Fortunately, we’ve tapped an expert to help you navigate these uncharted waters. In this Q&A, Jenny von Podewils, co-CEO Of Leapsome – a people enablement platform that helps drive employee development, productivity, and engagement – discusses what quiet hiring is and how it impacts employees, ways for employees to start a strong relationship with their new managers, and more.

Here’s what she had to say.

What is quiet hiring and how does it impact employees?

JVP: Not an entirely new concept, but with heightened relevance in today’s macroeconomic climate, “quiet hiring” stems from companies’ needs to do more with less. Faced with reduced hiring budgets or, in some cases, workforce reduction, people leaders and team managers must reshuffle (and often stretch) their current teams and resources to meet differing business needs. Quiet hiring can offer some benefits to employees, such as opportunities to try new roles, which can make their resumes more diverse, or the chance to be exposed to work they’ve never done before. On the other hand, employers could run the risk of making burnout or job dissatisfaction more likely. Ultimately, it’s best to tread carefully and ask employees for feedback and host regular check-ins to get temperature checks with those who were redeployed.

How can employees start a strong relationship with their new managers – either due to quiet hiring or a new job?

JVP: Regardless of whether a new manager is similar or vastly different from your prior manager, it’s important for people to establish a good relationship from the get-go. To create a strong foundation for the future, people can share insight into their personal preferences for communication styles and tools with their new manager – whether it’s in-person, via email, phone, Slack or another means – and ask the manager how they prefer to collaborate. This will make sure the process of working together and sharing feedback is seamless. Second, I recommend that employees ask to set up regular one-on-one meetings for goal alignment, planning and to celebrate wins. This makes the working relationship even stronger. Finally, it’s critical to be authentic and respectful but also open and honest from the start. By striking this balance, new hires can set themselves up for success for the long term.

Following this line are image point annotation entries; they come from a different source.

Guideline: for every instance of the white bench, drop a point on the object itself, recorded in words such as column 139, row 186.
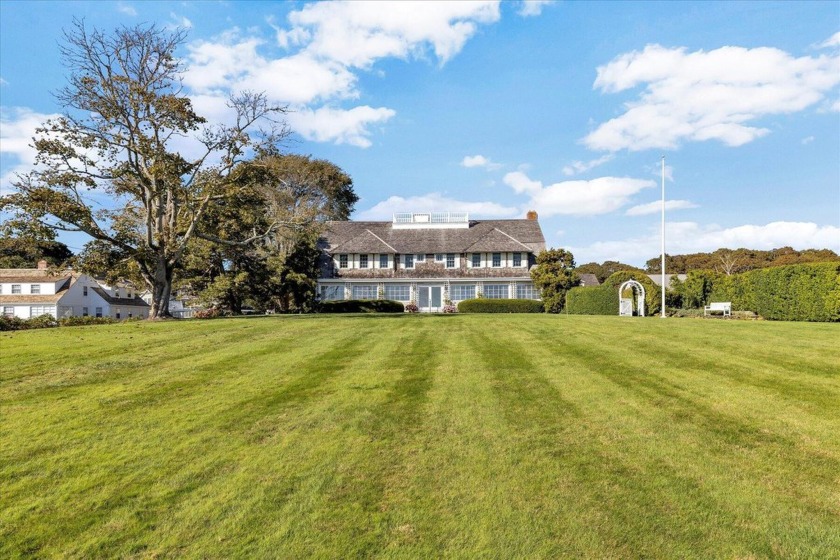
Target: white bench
column 724, row 307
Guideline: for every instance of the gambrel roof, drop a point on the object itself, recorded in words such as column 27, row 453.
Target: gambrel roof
column 482, row 236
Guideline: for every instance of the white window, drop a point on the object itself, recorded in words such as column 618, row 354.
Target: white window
column 332, row 293
column 496, row 291
column 38, row 310
column 460, row 292
column 398, row 292
column 526, row 290
column 364, row 291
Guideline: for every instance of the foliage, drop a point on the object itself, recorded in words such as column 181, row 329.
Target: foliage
column 362, row 306
column 84, row 321
column 595, row 300
column 209, row 313
column 487, row 305
column 605, row 270
column 25, row 252
column 729, row 261
column 553, row 275
column 653, row 294
column 803, row 292
column 125, row 113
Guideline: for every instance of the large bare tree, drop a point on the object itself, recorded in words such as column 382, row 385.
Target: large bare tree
column 110, row 165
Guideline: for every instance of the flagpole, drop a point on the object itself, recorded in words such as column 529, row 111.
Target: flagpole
column 663, row 237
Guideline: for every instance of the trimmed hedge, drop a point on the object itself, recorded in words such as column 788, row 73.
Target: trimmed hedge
column 595, row 300
column 799, row 292
column 485, row 305
column 362, row 306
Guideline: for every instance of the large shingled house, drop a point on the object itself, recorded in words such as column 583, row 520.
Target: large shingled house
column 429, row 258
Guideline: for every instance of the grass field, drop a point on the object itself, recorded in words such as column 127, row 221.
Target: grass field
column 422, row 436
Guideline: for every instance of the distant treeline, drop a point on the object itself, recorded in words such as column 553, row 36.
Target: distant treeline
column 724, row 261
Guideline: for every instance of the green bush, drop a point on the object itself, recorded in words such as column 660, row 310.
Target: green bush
column 595, row 300
column 82, row 321
column 362, row 306
column 484, row 305
column 800, row 292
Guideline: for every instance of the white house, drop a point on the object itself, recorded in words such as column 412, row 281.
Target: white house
column 31, row 292
column 429, row 258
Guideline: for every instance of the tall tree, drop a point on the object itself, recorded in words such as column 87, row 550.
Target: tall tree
column 554, row 275
column 109, row 166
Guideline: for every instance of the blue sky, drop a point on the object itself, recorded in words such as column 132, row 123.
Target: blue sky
column 495, row 109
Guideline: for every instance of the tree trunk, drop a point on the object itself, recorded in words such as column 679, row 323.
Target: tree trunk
column 161, row 291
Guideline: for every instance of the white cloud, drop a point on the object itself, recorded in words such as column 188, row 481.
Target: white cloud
column 328, row 44
column 126, row 9
column 480, row 161
column 833, row 41
column 702, row 95
column 656, row 206
column 532, row 7
column 17, row 127
column 358, row 33
column 691, row 237
column 579, row 198
column 582, row 166
column 340, row 126
column 435, row 202
column 179, row 21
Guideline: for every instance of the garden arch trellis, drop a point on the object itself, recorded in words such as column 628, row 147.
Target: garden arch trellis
column 625, row 305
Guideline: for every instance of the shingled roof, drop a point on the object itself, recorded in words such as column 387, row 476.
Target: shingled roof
column 481, row 236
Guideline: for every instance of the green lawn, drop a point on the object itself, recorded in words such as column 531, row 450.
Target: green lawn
column 483, row 436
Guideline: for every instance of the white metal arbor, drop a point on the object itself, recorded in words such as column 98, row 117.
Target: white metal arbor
column 625, row 305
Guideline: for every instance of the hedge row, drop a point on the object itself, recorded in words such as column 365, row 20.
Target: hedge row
column 800, row 292
column 362, row 306
column 48, row 321
column 596, row 300
column 485, row 305
column 603, row 299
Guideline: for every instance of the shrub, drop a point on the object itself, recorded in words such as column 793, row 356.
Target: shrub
column 484, row 305
column 81, row 321
column 596, row 300
column 209, row 313
column 362, row 306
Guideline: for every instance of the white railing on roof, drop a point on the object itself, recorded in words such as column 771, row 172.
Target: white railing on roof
column 431, row 217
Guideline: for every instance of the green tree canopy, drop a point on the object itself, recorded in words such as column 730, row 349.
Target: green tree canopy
column 554, row 275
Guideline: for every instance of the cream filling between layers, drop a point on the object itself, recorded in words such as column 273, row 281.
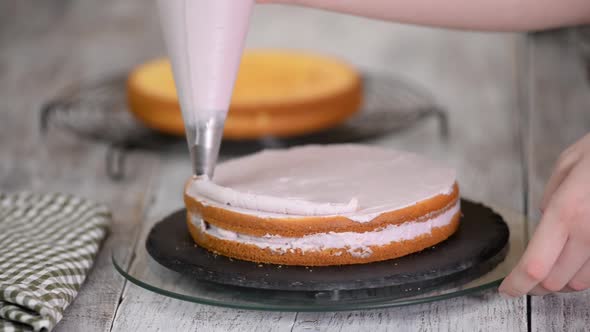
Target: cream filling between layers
column 357, row 244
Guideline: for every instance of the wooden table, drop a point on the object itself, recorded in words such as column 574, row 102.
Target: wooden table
column 514, row 103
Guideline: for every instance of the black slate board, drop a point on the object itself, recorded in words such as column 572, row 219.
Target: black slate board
column 479, row 244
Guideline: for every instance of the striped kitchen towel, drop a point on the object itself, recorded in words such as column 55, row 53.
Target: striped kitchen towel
column 47, row 246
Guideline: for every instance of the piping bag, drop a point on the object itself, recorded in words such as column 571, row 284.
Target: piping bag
column 205, row 40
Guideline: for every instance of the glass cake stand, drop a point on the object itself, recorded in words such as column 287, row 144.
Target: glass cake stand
column 145, row 272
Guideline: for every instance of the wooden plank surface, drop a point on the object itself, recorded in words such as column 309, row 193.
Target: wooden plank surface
column 559, row 115
column 472, row 74
column 44, row 47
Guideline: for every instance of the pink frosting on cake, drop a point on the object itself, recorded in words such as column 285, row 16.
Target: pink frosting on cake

What questions should employees ask to make sure they are set for success in a new role?

JVP: Every employee should do their background research on the company and who they’ll be working for once they start. This includes checking LinkedIn and company resources to get a better understanding of the company’s direction, mission, and values and to understand leadership’s vision for the business. When meeting your new manager, be friendly, open, and honest about what you know and don’t know – no one expects a new hire to know everything from day one. Asking well-considered questions (answers to which you can’t find on the company site) can be a great way to start the conversation.

What HR and cultural trends should be on HR leaders’ minds in 2023?

JVP: In an uncertain macroeconomic climate, we usually see less job movement and decreases in resignations. However, recent survey results (from Leapsome, as well as from Monster and LinkedIn) point to the opposite phenomenon: employees still have plans to change jobs, highlighting that workers have little interest in a wait-and-see approach to a tech industry swelling with layoffs and feel more confident taking things into their own hands. To identify and address disengagement early, companies need to ensure that they are investing in their employee listening programs and internal communications, for example, by conducting well-structured engagement surveys and following through with action plans to address its causes.

Forward-thinking CEOs and HR leaders understand that employee engagement drives productivity and in turn helps build a resilient and high-performing organization. Beyond continued focus on engagement, I think recently named but ever-present concepts like quiet hiring and quiet promoting will play a significant role in the labor market this year. So, HR leaders should be thinking about how they can implement these solutions in a sustainable and scalable way if they plan to do so.